The compiler plays a significant role in the performance and scalability of parallel applications. The IBM XL Fortran and VisualAge C/C++ parallelizing compilers implement the OpenMP standards and also performs automatic parallelization. The two factors that impact parallel performance the most are: appropriate selection of parallel code and the controlled parallelization of the selected code. Selecting parallel code in an application has been discussed widely. Most compilers apply two broad classes of tests for selecting parallel code a) Parallelism analysis (Is it safe to parallelize?) and b) Cost-based analysis (Is is worthwhile to parallelize?). However, appropriate selection alone does not ensure good parallel performance. Parallel performance of an application is largely dependent on the amount of work available as well as the number of threads/processors used to execute it. Controlled parallelization aims to restrict parallelization by determining the optimal number of processors required for parallelization depending on the amount of work and other compile and runtime values. Controlled parallelization does not apply just to automatic parallelization. It can be applied to user-parallel code as well. This talk aims to discuss some of the issues involved in controlling parallelization and the perfomance benefits obtained by applying this to the SPEC2000FP and SPECOMP2001 benchmark suite.

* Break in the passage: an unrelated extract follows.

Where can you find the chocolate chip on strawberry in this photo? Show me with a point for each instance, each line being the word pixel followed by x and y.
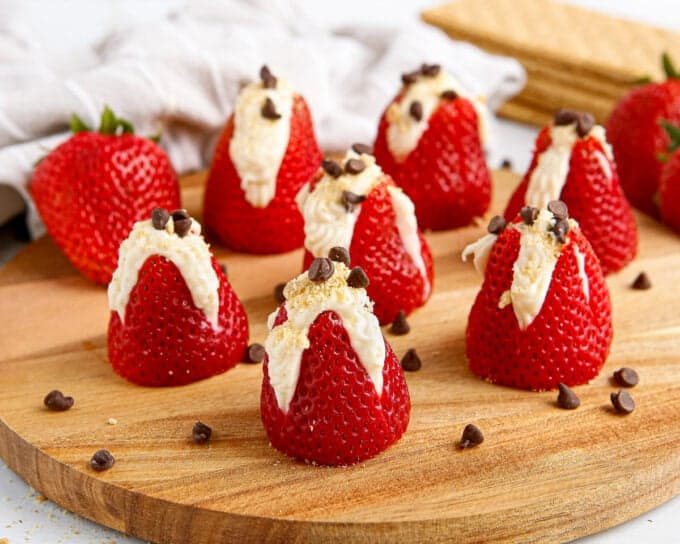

Limits of Parallel/Distributed Computing Slides
Erik Dirkx, Vrije Universiteit Brussel

The ubiquity and proliferation of parallel and distributed computer systems results in a waste of human and financial resources due to the duplication and compartimentalization of work. Granularity variability in hardware and software is one of the key tools to address these issues. A general theorethical model and experimental results from a number of application types are presented.

Threading Maya
Martin Watt, Alias System Corp.

Maya is a 3D modelling, animation, effects and rendering package aimed at film and video artists, game developers, visualization professionals, and Web and print designers. Maya customers always push the software to its limits and continually demand higher performance. With the recent release of multi-core desktop processors, and the lack of further improvements in single processor speeds, there is now a requirement to thread key parts of the application in order to continue to raise the performance levels.

This presentation discusses the work done in threading some parts of Maya for the most recent release of the software, and covers some of the problems encountered and the solutions applied. Compiler issues and cross-platform difficulties are also discussed. The main work focused on threading the Fluids component of Maya. This is a Navier-Stokes solver used to simulate natural effects such as clouds, smoke, fire and explosions.